Aunque no había nada de malo en lo que dijo, Sydnee siempre sintió que algo estaba mal. Finalmente, Eliot abrió la puerta y se giró hacia ella. —Entra. Hay dos camas.

—¡Lynn! ¡Date prisa y abre la puerta! —gritó Sydnee con la cara sonrojada.

Muchos huéspedes en el pasillo miraron hacia allí. Sydnee fingió no tener nada que ver y se cubrió la cara. Tensó la muñeca y miró hacia arriba. Había sido arrastrada a la habitación contigua por Eliot.

—Hay dos camas. No te preocupes por lo que haré por la noche. —Después de que Eliot cerró la puerta, dejó su bastón a un lado, se desabrochó los botones con una mano y la miró—. Si tienes miedo, puedes usarlo para defenderte.
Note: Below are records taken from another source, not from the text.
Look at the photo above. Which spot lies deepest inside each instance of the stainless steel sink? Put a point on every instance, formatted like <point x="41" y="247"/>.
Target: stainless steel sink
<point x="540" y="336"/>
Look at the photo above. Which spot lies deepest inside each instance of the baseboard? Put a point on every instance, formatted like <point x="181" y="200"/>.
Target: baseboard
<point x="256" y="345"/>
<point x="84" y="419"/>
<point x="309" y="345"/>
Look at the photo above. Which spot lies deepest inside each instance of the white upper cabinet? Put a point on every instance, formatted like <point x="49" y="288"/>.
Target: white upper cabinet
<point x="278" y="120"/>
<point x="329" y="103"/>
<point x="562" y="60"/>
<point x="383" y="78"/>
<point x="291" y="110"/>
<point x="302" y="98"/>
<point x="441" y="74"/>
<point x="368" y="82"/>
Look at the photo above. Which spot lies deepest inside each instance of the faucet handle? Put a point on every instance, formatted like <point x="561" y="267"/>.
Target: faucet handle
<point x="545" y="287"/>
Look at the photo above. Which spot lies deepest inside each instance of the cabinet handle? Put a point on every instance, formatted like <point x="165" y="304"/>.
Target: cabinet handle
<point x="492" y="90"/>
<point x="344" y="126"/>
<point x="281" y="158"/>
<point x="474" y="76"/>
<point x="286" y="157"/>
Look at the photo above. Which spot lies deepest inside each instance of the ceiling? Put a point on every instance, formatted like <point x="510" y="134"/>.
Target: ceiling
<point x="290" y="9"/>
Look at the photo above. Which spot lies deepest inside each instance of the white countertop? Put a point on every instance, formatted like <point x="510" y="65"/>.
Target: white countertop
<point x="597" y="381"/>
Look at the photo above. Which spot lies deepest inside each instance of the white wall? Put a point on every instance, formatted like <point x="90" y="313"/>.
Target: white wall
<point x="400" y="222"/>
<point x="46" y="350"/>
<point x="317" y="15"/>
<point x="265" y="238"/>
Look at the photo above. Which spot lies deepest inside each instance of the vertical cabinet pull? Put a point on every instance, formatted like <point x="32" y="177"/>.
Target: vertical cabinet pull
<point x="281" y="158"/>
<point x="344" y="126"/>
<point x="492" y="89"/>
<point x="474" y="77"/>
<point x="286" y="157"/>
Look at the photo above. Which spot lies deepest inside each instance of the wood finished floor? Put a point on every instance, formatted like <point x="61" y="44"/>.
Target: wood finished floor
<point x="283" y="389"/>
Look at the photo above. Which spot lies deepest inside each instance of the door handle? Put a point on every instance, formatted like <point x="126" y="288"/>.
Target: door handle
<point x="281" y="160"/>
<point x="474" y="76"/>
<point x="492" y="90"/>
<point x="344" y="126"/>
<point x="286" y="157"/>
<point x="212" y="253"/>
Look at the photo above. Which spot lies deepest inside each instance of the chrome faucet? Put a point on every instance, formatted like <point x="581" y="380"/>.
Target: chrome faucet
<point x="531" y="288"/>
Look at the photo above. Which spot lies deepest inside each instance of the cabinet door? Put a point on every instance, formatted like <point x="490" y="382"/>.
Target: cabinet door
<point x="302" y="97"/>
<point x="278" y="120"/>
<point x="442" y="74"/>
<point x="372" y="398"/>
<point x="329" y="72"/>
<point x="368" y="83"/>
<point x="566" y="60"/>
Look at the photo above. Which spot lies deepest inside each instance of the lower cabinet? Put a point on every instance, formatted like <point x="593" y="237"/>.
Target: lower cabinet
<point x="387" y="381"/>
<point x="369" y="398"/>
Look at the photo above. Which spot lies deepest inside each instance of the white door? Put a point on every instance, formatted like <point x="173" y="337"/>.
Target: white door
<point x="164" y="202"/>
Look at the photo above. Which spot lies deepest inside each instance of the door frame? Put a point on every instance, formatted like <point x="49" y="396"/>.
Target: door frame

Sydnee miró el bastón y negó con la cabeza por cortesía.

Anteriormente, los dos habían estado en la misma habitación. Y estaban en la sala de Lynn. En ese momento, todavía estaba Lynn, pero esta vez, estaban en el hotel. Aunque había dos camas, esta era la primera vez que Sydnee compartía habitación de hotel con un hombre.

Cuando Eliot salió de la ducha, seguía llevando camisa y pantalones. Sydnee, que estaba sentada en la silla, suspiró aliviada. Estaba preocupada por ver a una persona con solo una toalla en su cuerpo.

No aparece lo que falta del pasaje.